Zwei Entscheidungfragen für deinen Kostencheck
- Welche Gebühren fallen während der Mietdauer tatsächlich an (laufend vs. einmalig)?
- Wer trägt die Kosten nach Vertragslage – und ist das klar geregelt?
Wenn du bei einer der Fragen unsicher bist, sollte die Gebührenaufstellung und die Kostenträgerregelung so weit konkretisiert werden, dass du eine verlässliche Entscheidungsgrundlage hast.
Welche Kosten können beim Mietkautionskonto anfallen?
Üblicherweise setzt sich die Kostenfrage aus drei Bausteinen zusammen:
- Kontoführungsgebühren (monatlich/jährlich oder als Paket)
- Mögliche Zusatzkosten wie z. B. Gebühren für bestimmte Buchungen/Verwaltung – je nach Kontomodell
- Zinsen auf die Kaution: Auch wenn die Verzinsung grundsätzlich das Konto „entlasten“ kann, kann die Bedeutung der Zinsen je nach Einzelfall variieren
Wichtig: Wie hoch die Gesamtkosten ausfallen, hängt stark vom konkreten Kontomodell und den Konditionen des Anbieters ab.
Vorteile und typische Stolpersteine
Vorteile (warum viele das Konto wählen):
- Die Kaution ist zweckgebunden und wird vom sonstigen Vermögen getrennt angelegt.
- Je nach Ausgestaltung kann das Konto verzinst sein.
- Es gibt eine klare, eher „bankseitige“ Abwicklung.
Stolpersteine (woran du denken solltest):
- Gebührenwirkung: Schon kleine Kontoführungsgebühren können über die Mietdauer spürbar werden.
- Gesamtkosten prüfen: „Günstig“ nur anhand einzelner Gebühren zu bewerten, greift oft zu kurz.
- Zinsen & Einzelfall: Ob und wie Zinsen für dich relevant werden, hängt von deiner konkreten Situation und Vertragsgestaltung ab.
Was heißt „Kosten“ beim Vergleich wirklich?
Wenn du Mietkautionslösungen vergleichst, filtere nicht nur nach einer einzelnen Kennzahl. Prüfe stattdessen:
- Welche Gebühren fallen während der Mietdauer an? (laufend vs. einmalig)
- Welche Bedingungen gelten bei Wechsel/Vertragsende?
- Wie transparent ist die Gebührenaufstellung?
- Wie werden Zinsen im Kontext der jeweiligen Lösung behandelt?
So erkennst du, ob ein Modell im Detail zu dir und deiner Vertragslage passt.
Alternative: Welche anderen Mietkautionslösungen gibt es?
Wenn das Mietkautionskonto für dich nicht optimal wirkt, kommen häufig andere Modelle infrage, z. B.:
- Kautionssparbuch
- Bankbürgschaft
- Mietkautionsversicherung
Welche Alternative sinnvoll ist, hängt davon ab, was du priorisierst: laufende Kosten, Flexibilität, wer die Kosten trägt und welche Bedingungen dir wichtig sind.

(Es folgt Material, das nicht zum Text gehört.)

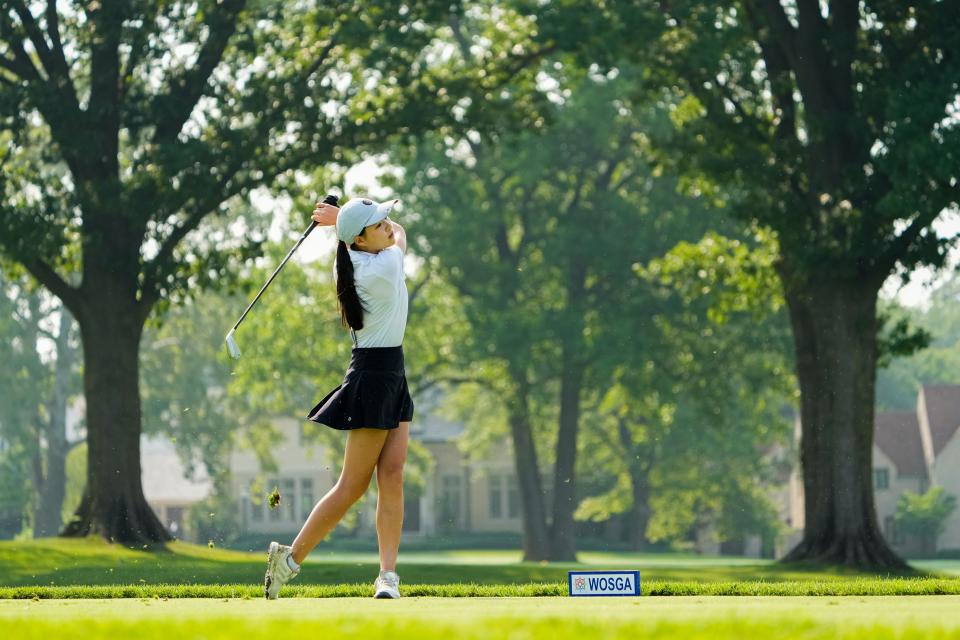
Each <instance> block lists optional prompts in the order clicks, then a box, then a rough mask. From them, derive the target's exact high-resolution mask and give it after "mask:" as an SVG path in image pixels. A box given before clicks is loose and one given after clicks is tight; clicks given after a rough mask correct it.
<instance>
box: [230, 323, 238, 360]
mask: <svg viewBox="0 0 960 640" xmlns="http://www.w3.org/2000/svg"><path fill="white" fill-rule="evenodd" d="M227 349H229V350H230V355H231V356H233V359H234V360H237V359H239V358H240V347H238V346H237V341H236V340H234V339H233V329H231V330H230V333H228V334H227Z"/></svg>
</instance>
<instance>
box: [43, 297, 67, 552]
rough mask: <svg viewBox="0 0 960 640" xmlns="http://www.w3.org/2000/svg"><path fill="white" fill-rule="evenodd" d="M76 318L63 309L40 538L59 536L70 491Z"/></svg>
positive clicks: (48, 420) (47, 446) (47, 433)
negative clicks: (63, 516) (68, 411)
mask: <svg viewBox="0 0 960 640" xmlns="http://www.w3.org/2000/svg"><path fill="white" fill-rule="evenodd" d="M72 324H73V318H72V317H71V316H70V314H69V313H68V312H67V310H66V309H63V310H62V311H61V313H60V327H59V333H58V334H57V365H56V366H57V369H56V374H55V376H54V388H53V398H51V401H50V411H49V414H50V417H49V420H48V422H47V425H46V426H47V429H46V440H47V449H46V453H45V455H44V473H43V483H42V484H41V485H40V486H39V487H38V491H39V494H40V495H39V500H38V503H37V509H36V511H35V512H34V519H33V523H34V524H33V535H34V537H37V538H42V537H47V536H55V535H57V534H58V533H59V532H60V527H61V526H62V525H63V521H62V517H61V512H62V511H63V499H64V496H65V494H66V488H67V472H66V466H67V453H68V451H69V446H68V444H67V400H68V398H69V393H70V388H69V385H70V374H71V372H72V369H73V360H74V358H73V350H72V348H71V346H70V327H71V325H72Z"/></svg>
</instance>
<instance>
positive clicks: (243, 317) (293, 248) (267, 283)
mask: <svg viewBox="0 0 960 640" xmlns="http://www.w3.org/2000/svg"><path fill="white" fill-rule="evenodd" d="M323 201H324V202H325V203H327V204H332V205H333V206H337V203H338V202H339V200H338V199H337V196H334V195H328V196H327V197H326V198H324V199H323ZM316 227H317V222H316V221H313V222H311V223H310V226H309V227H307V230H306V231H304V232H303V235H301V236H300V239H299V240H297V244H295V245H293V249H290V253H288V254H287V257H286V258H284V259H283V262H281V263H280V266H279V267H277V268H276V270H275V271H274V272H273V275H271V276H270V279H269V280H267V283H266V284H265V285H263V287H261V288H260V292H259V293H257V297H255V298H254V299H253V302H251V303H250V305H249V306H247V308H246V309H245V310H244V312H243V315H241V316H240V319H239V320H237V323H236V324H235V325H233V328H232V329H230V332H229V333H227V349H229V350H230V355H231V356H233V358H234V359H236V358H239V357H240V347H239V346H237V341H236V340H234V339H233V333H234V332H235V331H236V330H237V327H239V326H240V323H241V322H243V319H244V318H246V317H247V314H248V313H250V309H252V308H253V305H255V304H257V301H258V300H259V299H260V296H262V295H263V292H264V291H266V290H267V287H269V286H270V283H271V282H273V279H274V278H276V277H277V274H278V273H280V270H281V269H283V265H285V264H287V260H289V259H290V256H292V255H293V254H294V253H295V252H296V250H297V249H299V248H300V245H301V244H303V241H304V240H306V239H307V236H308V235H310V232H311V231H313V230H314V229H316Z"/></svg>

So gehst du beim Kostencheck in der Praxis vor
- Gebührenliste anfordern/prüfen: Kontoführungsgebühren und mögliche Zusatzposten.
- Kostenträger klären: Was ist vertraglich vereinbart – und was ist bei der Gebührenübernahme vorgesehen?
- Zinsen einordnen: Prüfen, ob und wie Zinsen im Kontext deiner Vertragsgestaltung relevant sein können.
- Gesamtsicht herstellen: Kosten über die voraussichtliche Mietdauer vergleichbar machen (Konto vs. Alternative).
Nächster Schritt: Mietkautionslösungen sinnvoll einordnen
Die Konditionen der verschiedenen Mietkautionslösungen lassen sich anhand der jeweiligen Angaben gegenüberstellen.
Dieser Artikel kann Affiliate-Links enthalten. Mehr dazu in unserenrechtlichen Hinweisen.